An injection is a way of getting medicine or other fluids into the body by a method other than the digestive system. In the United States injections into the subcutaneous layer of skin or the muscle are often called “shots” and in UK English they are often referred to as “jabs.”  The medication or other fluid is injected into the body using a syringe and a sharp hollow needle which pierces the skin and the tissues to the appropriate depth.

Several different problems in the spine result in “nerve pain.” This is a sharp pain that travels along the pathway of a certain nerve or nerve root. The nerve root is the part of the nerve that exits the spine. An example of this is a sciatic pain. Nerve pain can often be relieved by an injection to help anesthetize or numb the nerve and to decrease the inflammation which is often the reason for the pain.

Other patients without nerve pain have generalized inflammation that causes chronic pain. Injections into the spine can successfully decrease the inflammation in most of these patients.
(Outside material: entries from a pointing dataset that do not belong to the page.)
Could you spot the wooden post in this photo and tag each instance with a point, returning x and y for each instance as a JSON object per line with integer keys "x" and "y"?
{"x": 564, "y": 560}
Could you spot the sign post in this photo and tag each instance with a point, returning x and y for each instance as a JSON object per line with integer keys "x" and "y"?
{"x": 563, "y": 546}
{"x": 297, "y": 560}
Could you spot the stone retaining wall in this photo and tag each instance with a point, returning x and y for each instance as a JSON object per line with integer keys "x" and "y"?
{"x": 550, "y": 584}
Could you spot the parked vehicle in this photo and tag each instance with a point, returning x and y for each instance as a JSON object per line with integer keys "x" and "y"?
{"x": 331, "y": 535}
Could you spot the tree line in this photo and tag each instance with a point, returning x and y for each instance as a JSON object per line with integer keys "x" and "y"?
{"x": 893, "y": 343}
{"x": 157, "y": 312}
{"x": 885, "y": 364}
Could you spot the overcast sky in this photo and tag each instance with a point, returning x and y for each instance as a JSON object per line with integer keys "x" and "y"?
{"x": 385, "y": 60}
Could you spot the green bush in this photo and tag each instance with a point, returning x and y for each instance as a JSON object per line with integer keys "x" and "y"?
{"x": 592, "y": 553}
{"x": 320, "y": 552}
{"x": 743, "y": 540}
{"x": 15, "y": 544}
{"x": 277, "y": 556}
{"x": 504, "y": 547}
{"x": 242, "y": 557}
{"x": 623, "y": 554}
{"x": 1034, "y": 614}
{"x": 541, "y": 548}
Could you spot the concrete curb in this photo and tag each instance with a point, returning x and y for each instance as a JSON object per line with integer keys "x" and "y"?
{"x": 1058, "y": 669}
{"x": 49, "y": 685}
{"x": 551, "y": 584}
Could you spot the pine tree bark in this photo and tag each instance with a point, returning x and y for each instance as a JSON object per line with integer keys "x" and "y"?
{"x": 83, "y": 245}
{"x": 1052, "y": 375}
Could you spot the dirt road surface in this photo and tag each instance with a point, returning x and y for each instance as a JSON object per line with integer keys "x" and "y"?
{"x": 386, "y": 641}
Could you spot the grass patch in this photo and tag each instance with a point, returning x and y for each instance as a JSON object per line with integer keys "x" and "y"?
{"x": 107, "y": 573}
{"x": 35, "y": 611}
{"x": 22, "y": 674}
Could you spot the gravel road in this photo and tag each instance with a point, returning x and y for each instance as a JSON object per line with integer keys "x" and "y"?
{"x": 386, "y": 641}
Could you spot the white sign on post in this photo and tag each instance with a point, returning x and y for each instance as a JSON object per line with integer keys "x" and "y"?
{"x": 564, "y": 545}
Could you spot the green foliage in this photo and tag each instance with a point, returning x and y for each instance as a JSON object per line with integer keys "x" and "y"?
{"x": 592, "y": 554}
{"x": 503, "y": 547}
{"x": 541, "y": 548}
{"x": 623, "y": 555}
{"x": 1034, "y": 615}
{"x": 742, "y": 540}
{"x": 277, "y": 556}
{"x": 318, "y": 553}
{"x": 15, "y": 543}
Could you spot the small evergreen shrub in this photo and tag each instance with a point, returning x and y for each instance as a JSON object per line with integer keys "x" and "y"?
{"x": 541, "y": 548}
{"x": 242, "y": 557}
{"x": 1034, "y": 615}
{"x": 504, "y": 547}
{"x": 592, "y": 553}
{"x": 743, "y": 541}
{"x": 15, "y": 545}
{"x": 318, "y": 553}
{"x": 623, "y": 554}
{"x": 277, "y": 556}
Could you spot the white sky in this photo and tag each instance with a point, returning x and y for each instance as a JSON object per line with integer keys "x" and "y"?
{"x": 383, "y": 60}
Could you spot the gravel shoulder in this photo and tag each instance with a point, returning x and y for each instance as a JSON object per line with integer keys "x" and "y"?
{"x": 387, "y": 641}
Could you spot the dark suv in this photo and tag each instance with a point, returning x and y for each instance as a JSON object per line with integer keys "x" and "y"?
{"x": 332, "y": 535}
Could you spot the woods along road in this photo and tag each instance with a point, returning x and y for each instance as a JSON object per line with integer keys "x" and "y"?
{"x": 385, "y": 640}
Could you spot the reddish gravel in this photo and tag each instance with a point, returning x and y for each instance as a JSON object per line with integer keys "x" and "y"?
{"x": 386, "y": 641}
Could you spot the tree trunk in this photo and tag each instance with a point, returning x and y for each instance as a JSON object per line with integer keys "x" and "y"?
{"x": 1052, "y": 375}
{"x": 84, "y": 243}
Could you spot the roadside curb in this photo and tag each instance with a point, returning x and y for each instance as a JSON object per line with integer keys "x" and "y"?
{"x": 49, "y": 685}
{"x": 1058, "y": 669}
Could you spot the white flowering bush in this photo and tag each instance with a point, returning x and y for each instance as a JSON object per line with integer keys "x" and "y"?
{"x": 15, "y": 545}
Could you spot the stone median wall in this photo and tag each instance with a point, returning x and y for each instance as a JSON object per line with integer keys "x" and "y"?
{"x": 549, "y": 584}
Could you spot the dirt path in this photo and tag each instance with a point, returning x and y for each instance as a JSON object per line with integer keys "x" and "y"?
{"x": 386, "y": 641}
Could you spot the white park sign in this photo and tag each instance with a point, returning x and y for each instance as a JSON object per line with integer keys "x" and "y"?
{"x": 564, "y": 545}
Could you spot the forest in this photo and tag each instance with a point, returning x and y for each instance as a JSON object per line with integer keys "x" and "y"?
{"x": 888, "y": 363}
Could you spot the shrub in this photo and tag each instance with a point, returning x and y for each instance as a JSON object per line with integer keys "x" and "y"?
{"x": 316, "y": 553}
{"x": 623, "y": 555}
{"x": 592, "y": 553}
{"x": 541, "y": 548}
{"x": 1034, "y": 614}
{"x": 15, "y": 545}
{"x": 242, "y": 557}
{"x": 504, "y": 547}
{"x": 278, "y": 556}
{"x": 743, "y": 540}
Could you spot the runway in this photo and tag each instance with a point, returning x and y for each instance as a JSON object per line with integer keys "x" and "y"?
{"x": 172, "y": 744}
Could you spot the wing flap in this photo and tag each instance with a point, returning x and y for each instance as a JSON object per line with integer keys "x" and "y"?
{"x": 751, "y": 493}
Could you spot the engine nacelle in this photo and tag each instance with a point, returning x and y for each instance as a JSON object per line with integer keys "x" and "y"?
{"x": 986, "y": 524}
For example, if a patient has low back pain that runs down his leg, it might be caused by an inflamed disc. The swollen disc is pinching the nerve that travels down his leg. If the swelling and inflammation in the disc are reduced by an injection, with the help of physical therapy, the patient’s pain might be relieved.

Types of Injections

There are two types of these injections:

  • Epidural Injections: These injections are given on an out-patient basis; you will be able to return home on the same day. You will be given a local anesthetic to make the procedure more comfortable but you will remain awake. The doctor uses an x-ray to ensure the correct placement of the needle and the procedure usually only takes 20 to 30 minutes. Your symptoms may get worse for a day or two following the epidural, but by the fifth day after the injection, you will notice the effect. The effects may be very brief, or they may last for several days or weeks. 
  • Local Blocks:  These injections are also performed using a local anesthetic and they are an outpatient procedure. They can be used to diagnose a problem by blocking pain from one area in order to determine exactly which area of the spine is responsible for the pain. They can also be used to help decrease inflammation, which is often the cause of back pain.    

Sometimes repeated injections are necessary after some time has elapsed if the inflammation comes back. This is especially true when the underlying cause of the inflammation has not been treated, for example, obesity.

Patients who are receiving spinal injections can usually be given a sedative if needed to help make them more comfortable during the procedure.

Pre-Operative Advice

You will need to stop eating at midnight the night before your surgery and remain NPO (nothing by mouth) until after your surgery. Surgeons vary on how soon before surgery you should stop drinking water, so you will receive instructions about this and also about whether to take your morning medications.

  • Please do not smoke on the day of your operation or procedure
  • Please bathe or shower the morning of your surgery and do not apply makeup, lotions or powders. Be sure to remove any nail polish.

Post-Operative Advice

Following the procedure, you will stay in the recovery room for a short time. Then you will be transferred back to the outpatient surgery area or your room and be given something to eat and drink. You will stay at the hospital for a few hours to make sure your condition is stable.

After you have been sedated or given a light anesthetic, you will not be able to drive, so you will need someone to pick you up and take you home. It is also recommended that someone stay with you during the first 24 hours following your procedure. Be sure to drink plenty of liquids and eat lightly.

Other instructions after a spinal injection:

  • Do not drive or operate heavy equipment
  • Do not drink any alcohol
  • Avoid making any significant decisions. Your thinking and logic skills may continue to be affected by the sedative you were given for 24 hours.
  • Do not take any sleeping pills or medicine that makes you sleepy. For example, Benadryl.